# [ PLEASE READ ]The Bull Ring Guidelines/Rules



## cereal_killer

*The Bull Ring Rules and Guidelines*

*+ONLY the participants are allowed to debate/participate/comment in the thread (members can "like" rebuttals/arguments and neg/pos rep debater(s) ~ 2/48 will still apply~ )

+Debaters determine terms and/or rules of debate i.e debate can be ongoing or close on a certain day or time etc.

+3 Judges will be appointed and agreed upon by the participants (optional). Judges will determine the winner of the debate at it's closing and post results in the Bull Ring Discussion and Call-Out Forum 

+After debate is finished the thread will be closed (applies only to debates that have a time frame attached. Participant(s) will contact staff to close thread )

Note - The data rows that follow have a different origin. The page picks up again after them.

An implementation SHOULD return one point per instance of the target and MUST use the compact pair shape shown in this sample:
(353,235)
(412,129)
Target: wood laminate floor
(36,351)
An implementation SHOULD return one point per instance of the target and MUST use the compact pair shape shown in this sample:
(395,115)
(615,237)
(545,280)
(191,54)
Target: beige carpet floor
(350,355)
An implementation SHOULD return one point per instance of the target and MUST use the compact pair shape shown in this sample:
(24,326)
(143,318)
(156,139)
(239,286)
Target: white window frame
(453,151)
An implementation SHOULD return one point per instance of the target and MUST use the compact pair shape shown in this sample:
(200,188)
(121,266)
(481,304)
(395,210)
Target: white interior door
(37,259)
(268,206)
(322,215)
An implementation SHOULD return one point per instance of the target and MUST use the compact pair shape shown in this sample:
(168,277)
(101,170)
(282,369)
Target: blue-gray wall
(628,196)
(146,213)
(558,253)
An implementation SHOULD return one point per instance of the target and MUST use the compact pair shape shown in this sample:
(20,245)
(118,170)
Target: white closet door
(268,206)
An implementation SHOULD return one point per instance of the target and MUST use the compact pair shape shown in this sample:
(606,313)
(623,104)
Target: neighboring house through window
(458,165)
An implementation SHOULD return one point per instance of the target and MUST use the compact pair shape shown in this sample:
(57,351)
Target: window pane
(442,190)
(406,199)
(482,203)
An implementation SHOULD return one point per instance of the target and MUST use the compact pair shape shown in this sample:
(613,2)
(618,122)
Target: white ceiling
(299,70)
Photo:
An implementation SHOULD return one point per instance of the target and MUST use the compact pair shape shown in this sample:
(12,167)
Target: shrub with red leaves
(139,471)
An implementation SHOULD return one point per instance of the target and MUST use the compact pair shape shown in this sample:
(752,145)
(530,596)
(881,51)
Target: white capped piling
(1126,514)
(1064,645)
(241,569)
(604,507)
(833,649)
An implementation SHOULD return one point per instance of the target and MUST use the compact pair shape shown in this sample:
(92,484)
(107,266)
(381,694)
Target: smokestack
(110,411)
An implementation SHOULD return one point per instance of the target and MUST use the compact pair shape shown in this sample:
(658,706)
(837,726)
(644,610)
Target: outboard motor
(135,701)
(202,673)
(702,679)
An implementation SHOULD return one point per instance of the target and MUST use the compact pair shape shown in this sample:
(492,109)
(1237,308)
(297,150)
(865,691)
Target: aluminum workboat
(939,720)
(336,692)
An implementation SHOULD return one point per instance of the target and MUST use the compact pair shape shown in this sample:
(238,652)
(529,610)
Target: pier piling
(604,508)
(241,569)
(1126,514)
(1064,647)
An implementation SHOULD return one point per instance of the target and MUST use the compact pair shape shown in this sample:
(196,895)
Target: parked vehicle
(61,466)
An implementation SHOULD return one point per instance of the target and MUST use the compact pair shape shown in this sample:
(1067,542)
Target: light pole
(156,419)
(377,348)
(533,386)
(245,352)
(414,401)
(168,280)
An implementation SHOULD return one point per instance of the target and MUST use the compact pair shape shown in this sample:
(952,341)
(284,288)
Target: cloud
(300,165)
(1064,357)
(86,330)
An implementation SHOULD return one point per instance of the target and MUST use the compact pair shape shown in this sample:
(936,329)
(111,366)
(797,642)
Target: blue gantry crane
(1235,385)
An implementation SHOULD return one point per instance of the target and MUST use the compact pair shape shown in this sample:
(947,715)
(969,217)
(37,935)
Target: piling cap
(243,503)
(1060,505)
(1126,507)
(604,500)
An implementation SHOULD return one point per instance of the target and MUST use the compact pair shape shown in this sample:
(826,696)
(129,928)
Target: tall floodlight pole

+Member/Team Challenges will be made via PM or the appropriate forum (see below)

+Discussions on past, present and future debates will be made in the appropriate forum (see below)

+Outside of participating members, the Bull Ring is READ-ONLY. Failure to comply will result in non-participating members being removed from the Bull Ring (Forum will no longer be visible to member)*

**To discuss current/past/future debates or to challenge other members/teams please use the Bull Ring Discussion and Call-Outs Forum. Again, the Bull Ring is READ-ONLY**
================================================================================================================================================================

*The OP should be formatted accordingly:*

*Topic:* Topic or Topics being Debated
*Debate Rule(s):* *50 posts, *1 hour, *on-going, etc
*Judges:* Usernames of the 3 Judges (if applicable)


----------



## flacaltenn

Just to clarify things here -- There is the Bull Ring -- and then there is the "Bull Ring Discussion and Call-Outs" sub-forum..

Only the ACTUAL match debates belong in "the Bull Ring" and NO members, other than the 2 contestants can post in these debates..

HOWEVER -- the Bull Ring Call-Outs and Discussion forum is the place where the contestants are challenged to "meet-up" and AGREE on the terms of the debate.. *Contestants must get all that straight BEFORE they start a Bull Ring thread.. *

In addition -- The Bull Ring Call-Outs and Discussion sub-forum IS the place for the Peanut Gallery to comment on the matches.

KNOW which one you are in.. Moderation can and will warn spectators who post inside the actual debate matches..

Most importantly --- if all this is too complicated and makes your head hurt -- Probably should not be here or issue Bull Ring challenges to other members.. 


Here's a simple flow chart..

*for the CONTESTANTS -- *

1) OPEN a "Call-Out" thread in the sub-forum and INVITE your opponent in..

2) If they show -- work out the details of the rules. You can jointly agree on Zone1, Zone2, Zone3 USMB rules or make simple modifications to any one of those choices.. And if the contestants violate their OWN terms of debate -- moderators can warn them in the thread just like a boxing judge does... Or close the match if they continue to violate their own rules...

3) There needs to be SOME KIND of limit on the length of the contest. Either by number of posts or time. So these threads don't get re-bumped periodically for "grudge matches"..

4) Open the actual Debate thread in the main Bull-Ring forum and go at it..

Note: THere must be a legitimate topic. This is not for personal grudge matches. That's what the Flame Zone, Badlands, and Rubber Room is for...


*for the PEANUT GALLERY ---*

1) NEVER place comments in any contest debate in the main BULL RING forum... Violators can be warned or thread/forum banned..

Also refrain from interfering in threads created by contestants as Call-Out threads. Simple comments are OK.. Bets are probably OK. LOL.. But the topic of those threads is setting up the invitation and terms of the match.. Please respect that..

2) Wait to post threads in the Call-Outs and Comments forum *UNTIL there IS a match and it has begun.* More than one comment thread can exist there on a particular match -- but LINK to that match in your opening post..

3) Threads can be running commentary, analysis, cheerleading, post match scoring, --whatever you WANT to do that complies with the Zone2 rules. That means -- there IS a topic and that topic is the Bull Ring debate linked in that Commentary thread..

4) Comment threads don't have a time limit. They can be bumped for additional comments at any time..


----------